Faudrait-il administrer une dose de rappel à tous les adultes?
Il est trop tôt pour le dire. Elle pourrait devenir utile si l’efficacité vaccinale contre l’infection continue de baisser avec le temps depuis la deuxième dose, et que l’on n’arrive pas à compléter les primo-vaccinations et les doses de rappel chez les plus fragiles.
Faut-il vacciner les enfants de 5-11 ans comme cela semble imminent aux États-Unis?
Avant de l’envisager, il faut analyser soigneusement le rapport bénéfice-risque dans cette tranche d’âge où les formes sévères restent très rares. Aux États-Unis, les taux d’hospitalisation et de décès sont dix fois supérieurs à ceux de la France du fait du surpoids chez de nombreux enfants. La vaccination des 5-11 ans devrait donc vraisemblablement y faire l’objet d’une recommandation dans les jours qui viennent. Il sera alors possible d’observer le risque d’effets indésirables chez les enfants de cette tranche d’âge sur des millions d’enfants vaccinés, et cela nous permettra de faire une évaluation du bénéfice-risque beaucoup mieux documentée que celle disponible à l’issue de l’essai clinique mené par Pfizer-BioNTech, qui ne portait que sur 2.250 enfants. Les effets indésirables ne survenant au plus tard que deux mois après l’injection, nous devrions être fixés en février.
Que pouvons-nous faire, individuellement, pour essayer de freiner l’épidémie en dehors de la vaccination?
Au delà des gestes barrière que nous connaissons tous et qui restent importants, il faut insister sur la transmission par aérosols, ces particules très fines qui flottent dans l’air. Une personne infectée peut, même en l’absence de symptômes, contaminer une pièce, surtout si elle ne porte pas un masque, y parle, crie, ou chante. La priorité à l’intérieur, au bureau comme dans les établissements scolaires ou à la maison en présence de proches, c’est donc l’aération des locaux. Ouvrir régulièrement la fenêtre pour quelques minutes, même en hiver, ou la porte de la salle de réunion en cas de grand froid, ça peut faire toute la différence. Les capteurs de CO2 permettant de repérer un mauvais renouvellement de l’air peuvent être utiles dans les entreprises, les écoles, ou les administrations. Et le masque en lieux clos reste important : d’abord pour protéger les autres, mais aussi pour se protéger.

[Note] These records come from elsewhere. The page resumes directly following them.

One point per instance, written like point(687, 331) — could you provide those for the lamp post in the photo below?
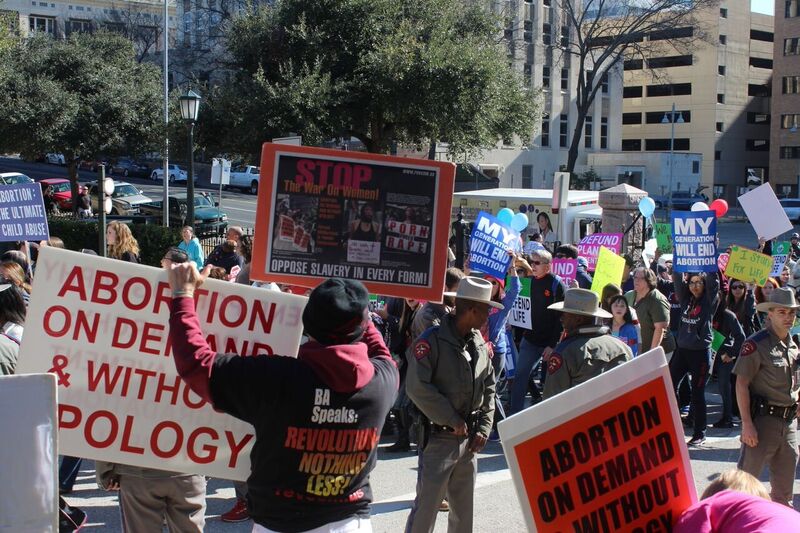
point(190, 105)
point(671, 120)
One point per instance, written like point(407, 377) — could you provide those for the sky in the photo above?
point(763, 6)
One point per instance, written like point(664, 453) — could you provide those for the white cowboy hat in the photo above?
point(581, 302)
point(476, 289)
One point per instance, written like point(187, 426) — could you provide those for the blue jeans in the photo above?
point(529, 355)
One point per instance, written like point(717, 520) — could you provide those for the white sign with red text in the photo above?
point(102, 327)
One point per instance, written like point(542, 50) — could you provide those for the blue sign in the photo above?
point(694, 240)
point(22, 214)
point(488, 246)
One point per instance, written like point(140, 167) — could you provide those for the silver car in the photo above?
point(125, 200)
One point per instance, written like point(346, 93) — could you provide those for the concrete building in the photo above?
point(721, 90)
point(784, 157)
point(533, 37)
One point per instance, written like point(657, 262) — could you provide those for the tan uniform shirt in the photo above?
point(771, 366)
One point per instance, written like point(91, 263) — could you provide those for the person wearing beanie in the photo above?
point(345, 363)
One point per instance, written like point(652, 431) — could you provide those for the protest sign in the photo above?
point(694, 241)
point(102, 327)
point(748, 266)
point(780, 254)
point(520, 315)
point(589, 247)
point(22, 214)
point(28, 453)
point(664, 237)
point(566, 269)
point(381, 220)
point(489, 245)
point(765, 212)
point(606, 455)
point(610, 267)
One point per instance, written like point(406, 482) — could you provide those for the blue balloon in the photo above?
point(505, 215)
point(647, 206)
point(519, 222)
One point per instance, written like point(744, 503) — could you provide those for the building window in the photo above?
point(587, 132)
point(790, 152)
point(545, 132)
point(634, 91)
point(603, 133)
point(670, 61)
point(757, 145)
point(43, 24)
point(631, 118)
point(791, 84)
point(760, 62)
point(527, 176)
point(790, 121)
point(759, 35)
point(669, 89)
point(631, 145)
point(663, 145)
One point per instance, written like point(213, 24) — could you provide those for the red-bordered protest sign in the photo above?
point(606, 455)
point(382, 220)
point(102, 327)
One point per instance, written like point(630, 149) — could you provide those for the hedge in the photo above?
point(153, 239)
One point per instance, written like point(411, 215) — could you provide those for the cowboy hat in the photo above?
point(581, 302)
point(783, 297)
point(476, 289)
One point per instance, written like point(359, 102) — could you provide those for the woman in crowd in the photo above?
point(742, 301)
point(121, 243)
point(726, 323)
point(698, 300)
point(622, 324)
point(191, 245)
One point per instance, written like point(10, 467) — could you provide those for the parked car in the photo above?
point(176, 173)
point(125, 200)
point(680, 200)
point(62, 193)
point(245, 178)
point(792, 208)
point(208, 219)
point(129, 167)
point(12, 178)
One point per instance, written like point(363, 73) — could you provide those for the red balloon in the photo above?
point(719, 206)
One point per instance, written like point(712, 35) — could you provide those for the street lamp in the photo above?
point(190, 105)
point(670, 119)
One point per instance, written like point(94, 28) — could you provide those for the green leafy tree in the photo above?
point(83, 96)
point(383, 71)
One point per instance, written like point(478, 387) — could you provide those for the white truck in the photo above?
point(580, 218)
point(245, 178)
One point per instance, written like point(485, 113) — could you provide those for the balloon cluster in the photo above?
point(518, 221)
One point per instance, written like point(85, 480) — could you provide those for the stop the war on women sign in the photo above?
point(606, 455)
point(101, 326)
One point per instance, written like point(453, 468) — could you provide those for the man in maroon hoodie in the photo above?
point(317, 417)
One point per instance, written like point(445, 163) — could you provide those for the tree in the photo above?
point(604, 32)
point(383, 71)
point(83, 96)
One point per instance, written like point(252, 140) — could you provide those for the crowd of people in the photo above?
point(435, 375)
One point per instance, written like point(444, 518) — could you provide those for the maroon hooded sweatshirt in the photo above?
point(317, 419)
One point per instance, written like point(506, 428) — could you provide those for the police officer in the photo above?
point(587, 350)
point(767, 389)
point(451, 380)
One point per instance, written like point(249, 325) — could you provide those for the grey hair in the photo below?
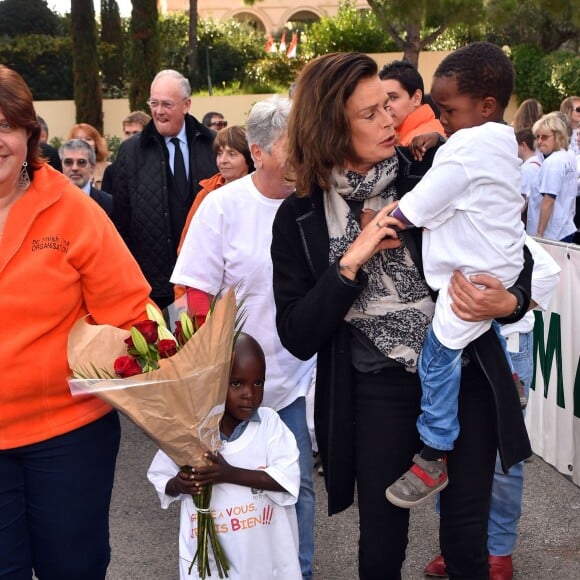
point(183, 82)
point(78, 145)
point(267, 122)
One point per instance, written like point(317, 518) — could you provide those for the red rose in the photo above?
point(148, 328)
point(127, 366)
point(178, 333)
point(167, 347)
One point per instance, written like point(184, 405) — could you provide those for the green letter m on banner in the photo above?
point(546, 355)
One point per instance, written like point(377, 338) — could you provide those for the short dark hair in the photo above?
point(323, 88)
point(234, 137)
point(208, 117)
point(406, 74)
point(482, 70)
point(526, 136)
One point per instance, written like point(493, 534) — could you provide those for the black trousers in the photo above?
point(387, 407)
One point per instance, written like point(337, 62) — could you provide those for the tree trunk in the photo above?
point(86, 76)
point(412, 45)
point(192, 52)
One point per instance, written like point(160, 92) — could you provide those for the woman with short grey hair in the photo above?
point(228, 244)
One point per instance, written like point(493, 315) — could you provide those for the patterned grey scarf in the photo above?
point(395, 308)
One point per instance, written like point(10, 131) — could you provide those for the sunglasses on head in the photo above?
point(68, 162)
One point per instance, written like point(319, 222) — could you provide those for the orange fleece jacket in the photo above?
point(60, 259)
point(418, 122)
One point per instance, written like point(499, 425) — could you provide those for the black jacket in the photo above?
point(147, 211)
point(312, 299)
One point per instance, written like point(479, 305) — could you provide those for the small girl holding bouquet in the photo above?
point(256, 480)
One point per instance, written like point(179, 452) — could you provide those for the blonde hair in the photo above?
point(527, 114)
point(553, 122)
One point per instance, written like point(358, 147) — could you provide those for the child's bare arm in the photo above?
point(181, 483)
point(220, 471)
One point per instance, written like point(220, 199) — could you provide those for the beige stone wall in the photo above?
point(60, 115)
point(273, 14)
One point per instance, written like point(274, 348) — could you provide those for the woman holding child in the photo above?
point(347, 288)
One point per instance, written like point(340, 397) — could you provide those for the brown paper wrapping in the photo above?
point(179, 405)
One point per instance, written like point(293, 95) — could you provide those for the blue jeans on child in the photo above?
point(506, 498)
point(440, 374)
point(294, 416)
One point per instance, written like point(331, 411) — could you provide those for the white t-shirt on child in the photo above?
point(257, 529)
point(470, 205)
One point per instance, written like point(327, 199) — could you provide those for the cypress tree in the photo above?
point(87, 81)
point(111, 45)
point(145, 51)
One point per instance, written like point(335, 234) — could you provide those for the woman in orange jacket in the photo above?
point(61, 259)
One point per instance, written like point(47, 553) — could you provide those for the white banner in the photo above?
point(553, 412)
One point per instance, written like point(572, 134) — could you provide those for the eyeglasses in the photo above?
point(68, 162)
point(167, 105)
point(6, 127)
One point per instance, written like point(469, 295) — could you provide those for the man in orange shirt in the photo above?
point(407, 106)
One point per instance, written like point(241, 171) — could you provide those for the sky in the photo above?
point(63, 6)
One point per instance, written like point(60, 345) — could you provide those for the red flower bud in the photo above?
point(127, 366)
point(148, 328)
point(167, 347)
point(178, 333)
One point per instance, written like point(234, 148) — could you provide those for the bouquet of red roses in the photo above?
point(173, 386)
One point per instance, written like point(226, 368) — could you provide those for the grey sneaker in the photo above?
point(424, 479)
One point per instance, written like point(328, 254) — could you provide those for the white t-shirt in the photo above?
point(545, 278)
point(470, 205)
point(530, 171)
point(256, 528)
point(228, 244)
point(558, 177)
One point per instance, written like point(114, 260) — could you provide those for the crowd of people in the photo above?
point(347, 246)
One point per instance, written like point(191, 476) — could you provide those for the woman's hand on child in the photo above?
point(420, 144)
point(379, 232)
point(476, 304)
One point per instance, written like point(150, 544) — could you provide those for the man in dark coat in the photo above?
point(78, 163)
point(158, 175)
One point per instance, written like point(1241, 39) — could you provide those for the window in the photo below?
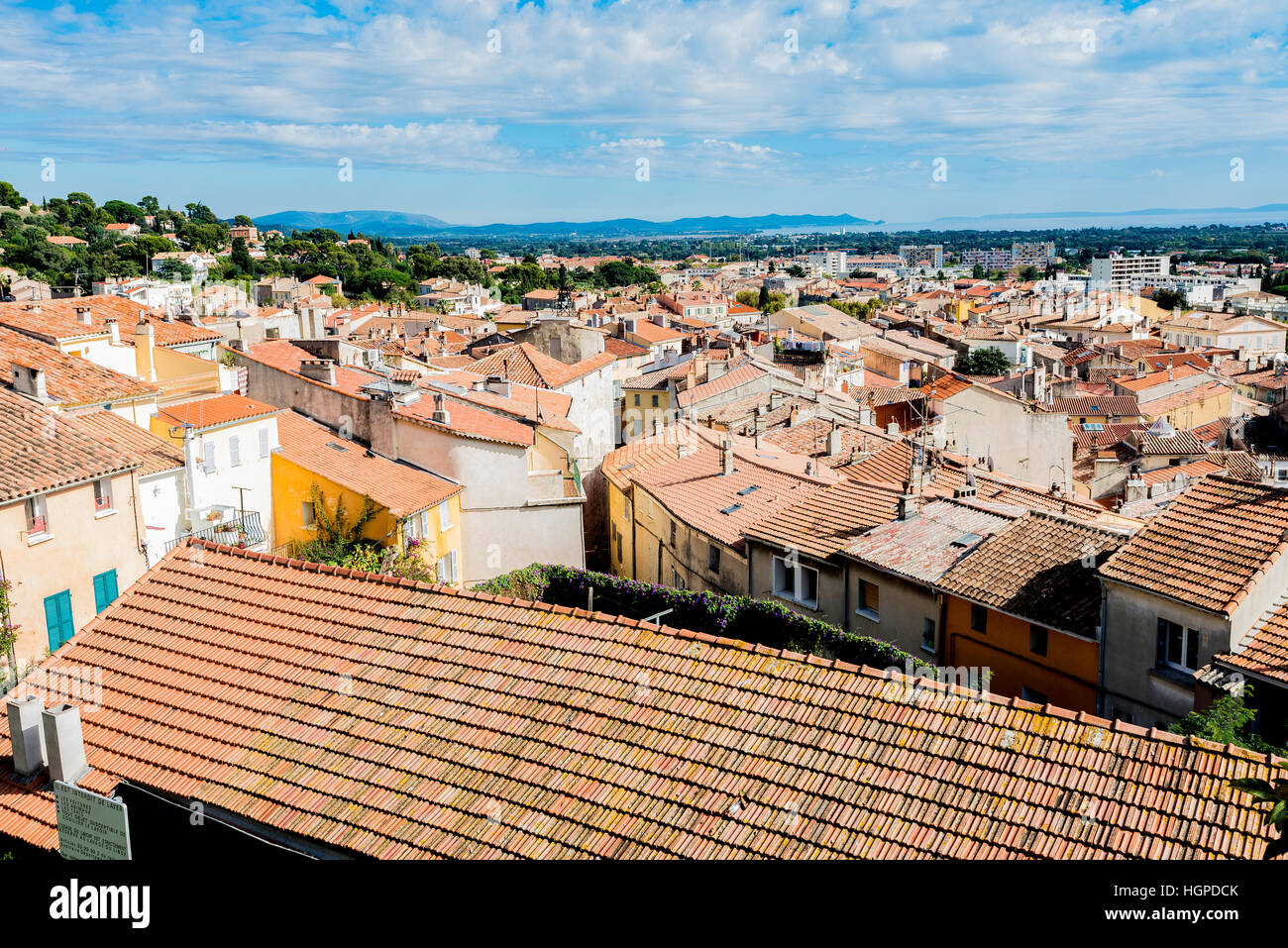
point(927, 634)
point(870, 600)
point(446, 569)
point(978, 618)
point(102, 494)
point(104, 590)
point(38, 518)
point(795, 582)
point(1177, 647)
point(58, 618)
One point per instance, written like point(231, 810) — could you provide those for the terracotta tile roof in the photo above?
point(1240, 464)
point(524, 364)
point(1146, 442)
point(469, 421)
point(623, 348)
point(58, 320)
point(69, 380)
point(1199, 393)
point(1210, 546)
point(1151, 378)
point(1194, 469)
point(1265, 652)
point(398, 487)
point(735, 377)
point(1035, 569)
point(930, 544)
point(1115, 406)
point(696, 491)
point(944, 386)
point(828, 520)
point(220, 410)
point(43, 450)
point(261, 686)
point(156, 454)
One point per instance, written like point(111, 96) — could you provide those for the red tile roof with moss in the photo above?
point(262, 686)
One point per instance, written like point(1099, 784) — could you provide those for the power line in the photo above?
point(215, 819)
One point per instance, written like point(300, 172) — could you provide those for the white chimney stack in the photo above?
point(64, 742)
point(26, 736)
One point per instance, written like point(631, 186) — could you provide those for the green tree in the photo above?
point(1228, 720)
point(990, 361)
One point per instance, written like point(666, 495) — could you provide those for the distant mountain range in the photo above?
point(398, 224)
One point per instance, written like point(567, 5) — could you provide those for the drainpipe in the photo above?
point(1104, 643)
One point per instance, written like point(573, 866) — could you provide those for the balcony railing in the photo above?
point(241, 531)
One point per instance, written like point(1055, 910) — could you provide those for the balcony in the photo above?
point(241, 531)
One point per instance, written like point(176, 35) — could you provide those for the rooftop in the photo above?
point(262, 686)
point(1209, 546)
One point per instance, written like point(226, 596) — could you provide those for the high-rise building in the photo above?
point(928, 256)
point(1116, 272)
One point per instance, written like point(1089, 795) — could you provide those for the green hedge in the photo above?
point(735, 617)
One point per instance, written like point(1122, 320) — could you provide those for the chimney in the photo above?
point(318, 369)
point(145, 356)
point(26, 736)
point(498, 385)
point(833, 442)
point(907, 502)
point(441, 414)
point(29, 381)
point(64, 742)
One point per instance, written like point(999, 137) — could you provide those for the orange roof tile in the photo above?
point(400, 488)
point(1209, 546)
point(262, 686)
point(220, 410)
point(43, 450)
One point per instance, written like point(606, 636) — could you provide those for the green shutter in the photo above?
point(104, 590)
point(58, 618)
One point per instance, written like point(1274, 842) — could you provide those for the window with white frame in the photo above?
point(38, 517)
point(102, 494)
point(446, 569)
point(795, 581)
point(1177, 647)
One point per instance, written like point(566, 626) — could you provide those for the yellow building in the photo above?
point(71, 537)
point(416, 511)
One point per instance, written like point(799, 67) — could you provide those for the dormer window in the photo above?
point(102, 494)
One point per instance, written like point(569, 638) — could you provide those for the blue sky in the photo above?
point(478, 111)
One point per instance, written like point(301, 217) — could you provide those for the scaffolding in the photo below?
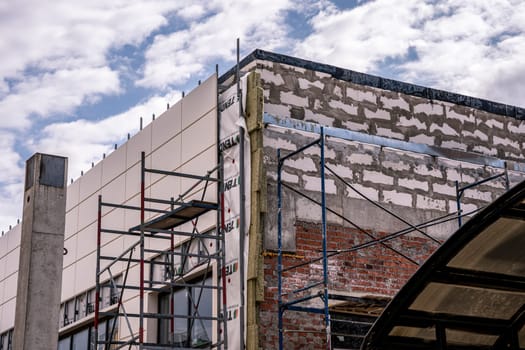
point(184, 254)
point(460, 190)
point(295, 300)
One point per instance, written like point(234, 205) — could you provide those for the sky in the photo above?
point(76, 75)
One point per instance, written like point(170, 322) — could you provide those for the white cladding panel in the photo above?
point(182, 139)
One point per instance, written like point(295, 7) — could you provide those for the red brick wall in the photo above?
point(376, 270)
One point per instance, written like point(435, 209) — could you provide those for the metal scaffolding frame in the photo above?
point(163, 226)
point(460, 190)
point(298, 304)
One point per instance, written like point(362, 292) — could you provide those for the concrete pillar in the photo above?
point(41, 254)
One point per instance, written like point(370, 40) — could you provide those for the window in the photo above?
point(6, 340)
point(83, 339)
point(190, 303)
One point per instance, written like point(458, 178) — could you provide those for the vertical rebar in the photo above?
point(242, 198)
point(507, 181)
point(324, 243)
point(172, 276)
point(279, 250)
point(141, 283)
point(97, 278)
point(221, 245)
point(459, 193)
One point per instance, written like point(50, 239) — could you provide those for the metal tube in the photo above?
point(97, 278)
point(141, 293)
point(279, 250)
point(172, 274)
point(218, 226)
point(220, 243)
point(242, 189)
point(507, 182)
point(324, 233)
point(459, 193)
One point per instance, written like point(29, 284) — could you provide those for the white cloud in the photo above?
point(57, 92)
point(55, 56)
point(11, 181)
point(84, 141)
point(470, 47)
point(363, 37)
point(173, 58)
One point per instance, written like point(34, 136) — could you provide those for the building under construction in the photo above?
point(278, 206)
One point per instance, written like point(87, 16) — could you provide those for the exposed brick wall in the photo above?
point(374, 271)
point(418, 187)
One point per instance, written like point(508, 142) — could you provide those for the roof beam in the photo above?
point(424, 319)
point(479, 279)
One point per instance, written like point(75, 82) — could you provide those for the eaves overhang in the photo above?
point(470, 294)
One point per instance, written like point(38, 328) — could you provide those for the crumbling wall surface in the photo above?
point(418, 188)
point(377, 271)
point(414, 186)
point(318, 97)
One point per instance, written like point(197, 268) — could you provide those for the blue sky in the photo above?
point(76, 76)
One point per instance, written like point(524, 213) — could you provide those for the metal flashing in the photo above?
point(391, 143)
point(382, 83)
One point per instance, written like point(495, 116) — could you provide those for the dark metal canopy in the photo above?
point(470, 294)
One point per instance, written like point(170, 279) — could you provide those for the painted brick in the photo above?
point(398, 166)
point(413, 184)
point(461, 117)
point(277, 110)
point(476, 134)
point(427, 171)
point(276, 143)
point(486, 150)
point(424, 139)
point(358, 95)
point(404, 121)
point(377, 177)
point(389, 133)
point(465, 207)
point(270, 77)
point(338, 92)
point(343, 106)
point(505, 142)
point(313, 183)
point(287, 177)
point(355, 126)
point(306, 84)
point(444, 189)
point(399, 198)
point(517, 129)
point(454, 145)
point(328, 153)
point(318, 118)
point(479, 195)
point(389, 103)
point(454, 175)
point(378, 114)
point(360, 158)
point(493, 123)
point(424, 202)
point(445, 129)
point(369, 192)
point(429, 108)
point(341, 170)
point(303, 164)
point(290, 98)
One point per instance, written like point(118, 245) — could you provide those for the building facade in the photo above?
point(347, 184)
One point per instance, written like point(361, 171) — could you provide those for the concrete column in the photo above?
point(41, 254)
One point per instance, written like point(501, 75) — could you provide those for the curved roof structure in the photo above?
point(470, 294)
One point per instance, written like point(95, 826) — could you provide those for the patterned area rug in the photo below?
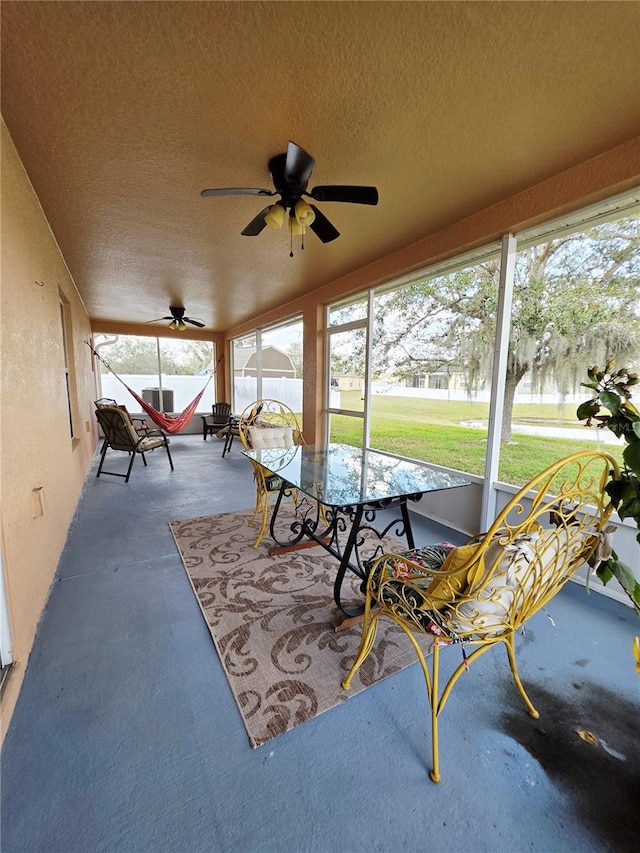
point(272, 621)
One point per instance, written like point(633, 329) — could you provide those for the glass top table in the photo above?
point(347, 486)
point(341, 475)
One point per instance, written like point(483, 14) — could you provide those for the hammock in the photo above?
point(170, 425)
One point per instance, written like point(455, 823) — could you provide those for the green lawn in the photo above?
point(431, 430)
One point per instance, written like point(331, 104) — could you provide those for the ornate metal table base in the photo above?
point(343, 531)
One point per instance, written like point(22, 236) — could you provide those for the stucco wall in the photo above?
point(37, 451)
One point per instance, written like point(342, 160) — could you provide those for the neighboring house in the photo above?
point(275, 363)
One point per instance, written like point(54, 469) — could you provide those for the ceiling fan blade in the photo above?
point(235, 191)
point(257, 223)
point(298, 165)
point(322, 228)
point(350, 194)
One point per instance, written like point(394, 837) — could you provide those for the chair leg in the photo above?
point(511, 652)
point(166, 447)
point(263, 520)
point(133, 459)
point(369, 631)
point(103, 453)
point(433, 701)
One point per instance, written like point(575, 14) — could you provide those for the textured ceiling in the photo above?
point(123, 112)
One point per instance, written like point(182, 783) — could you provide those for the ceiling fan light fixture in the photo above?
point(296, 228)
point(275, 217)
point(304, 213)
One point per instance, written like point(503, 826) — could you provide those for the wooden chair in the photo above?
point(267, 423)
point(120, 435)
point(212, 424)
point(480, 594)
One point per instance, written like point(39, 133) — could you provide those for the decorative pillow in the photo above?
point(262, 437)
point(458, 571)
point(531, 558)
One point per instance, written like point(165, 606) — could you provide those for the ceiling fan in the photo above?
point(290, 173)
point(178, 319)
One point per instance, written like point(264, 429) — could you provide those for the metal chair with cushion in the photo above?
point(267, 423)
point(480, 594)
point(212, 424)
point(139, 424)
point(120, 435)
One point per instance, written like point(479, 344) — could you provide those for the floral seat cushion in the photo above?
point(404, 589)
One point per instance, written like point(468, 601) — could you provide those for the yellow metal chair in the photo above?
point(478, 595)
point(272, 424)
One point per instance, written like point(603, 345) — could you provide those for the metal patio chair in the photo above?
point(478, 595)
point(119, 435)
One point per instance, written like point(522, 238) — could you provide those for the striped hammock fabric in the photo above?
point(170, 425)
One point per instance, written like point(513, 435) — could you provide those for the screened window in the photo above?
point(166, 373)
point(576, 302)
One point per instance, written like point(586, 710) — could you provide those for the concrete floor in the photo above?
point(126, 736)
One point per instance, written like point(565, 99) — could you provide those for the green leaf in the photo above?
point(631, 455)
point(611, 401)
point(604, 573)
point(626, 579)
point(588, 409)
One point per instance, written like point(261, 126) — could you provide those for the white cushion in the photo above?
point(532, 558)
point(270, 437)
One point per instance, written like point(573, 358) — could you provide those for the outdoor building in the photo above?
point(275, 363)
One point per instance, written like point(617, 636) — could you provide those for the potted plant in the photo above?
point(612, 391)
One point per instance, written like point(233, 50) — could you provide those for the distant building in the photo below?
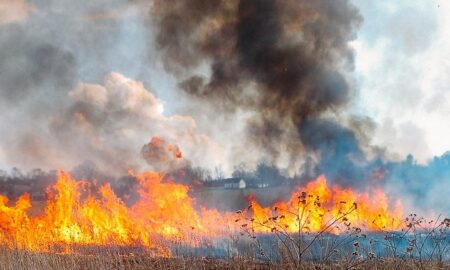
point(234, 183)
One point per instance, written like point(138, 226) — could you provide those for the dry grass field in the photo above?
point(13, 260)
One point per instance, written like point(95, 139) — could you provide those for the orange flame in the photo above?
point(317, 207)
point(74, 215)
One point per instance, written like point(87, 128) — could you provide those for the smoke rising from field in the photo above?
point(284, 61)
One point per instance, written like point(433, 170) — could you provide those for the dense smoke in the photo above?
point(284, 61)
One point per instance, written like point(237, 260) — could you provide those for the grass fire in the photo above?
point(224, 134)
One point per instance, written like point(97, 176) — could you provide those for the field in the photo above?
point(25, 260)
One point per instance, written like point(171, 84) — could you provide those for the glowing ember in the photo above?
point(74, 215)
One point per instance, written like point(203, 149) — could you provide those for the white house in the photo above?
point(234, 183)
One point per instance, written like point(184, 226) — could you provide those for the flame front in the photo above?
point(74, 215)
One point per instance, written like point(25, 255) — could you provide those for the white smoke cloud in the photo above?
point(14, 11)
point(108, 124)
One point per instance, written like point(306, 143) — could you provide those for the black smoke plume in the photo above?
point(285, 61)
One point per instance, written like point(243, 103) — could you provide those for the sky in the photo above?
point(81, 78)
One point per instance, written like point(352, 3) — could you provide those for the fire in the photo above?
point(318, 207)
point(78, 213)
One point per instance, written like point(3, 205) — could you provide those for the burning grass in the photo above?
point(84, 226)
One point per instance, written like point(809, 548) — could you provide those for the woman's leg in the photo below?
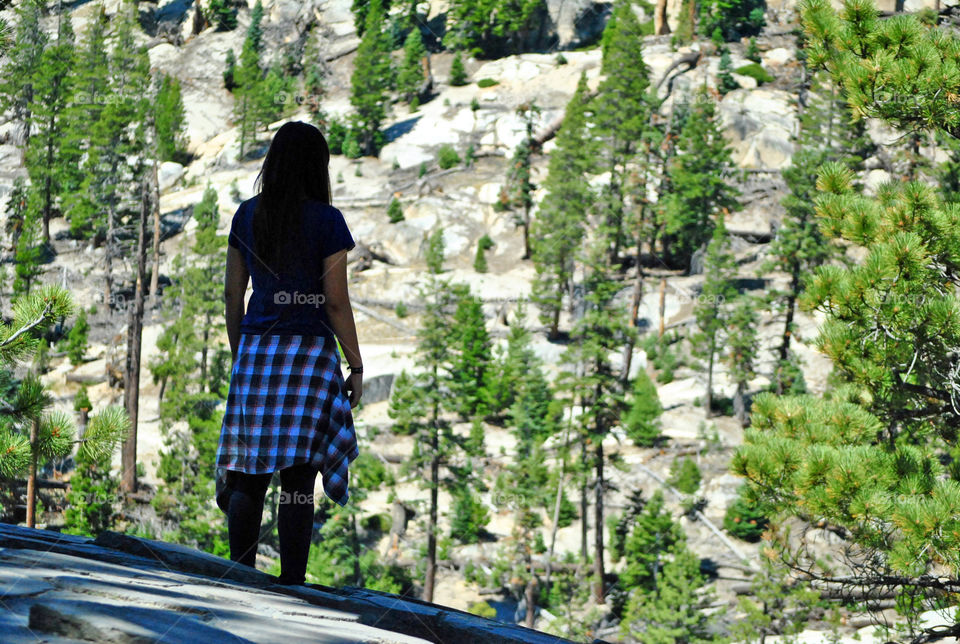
point(295, 521)
point(244, 513)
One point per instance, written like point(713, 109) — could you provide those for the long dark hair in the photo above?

L’arrivée cette semaine du traitement du laboratoire Merck marque-t-elle un deuxième tournant après l’arrivée d’anticorps monoclonaux?
L’administration de cet antiviral divise par deux le risque d’hospitalisation à condition d’être administré très tôt, dans les cinq jours suivant le début des symptômes. Deux autres traitements de ce type sont également prometteurs. Mais cette solution vraisemblablement assez coûteuse ne concernera qu’un nombre limité de patients à risque de formes graves. La vraie révolution médicale a été l’arrivée rapide, fin 2020-début 2021, de vaccins ultra efficaces qui nous protègent pour un coût dérisoire.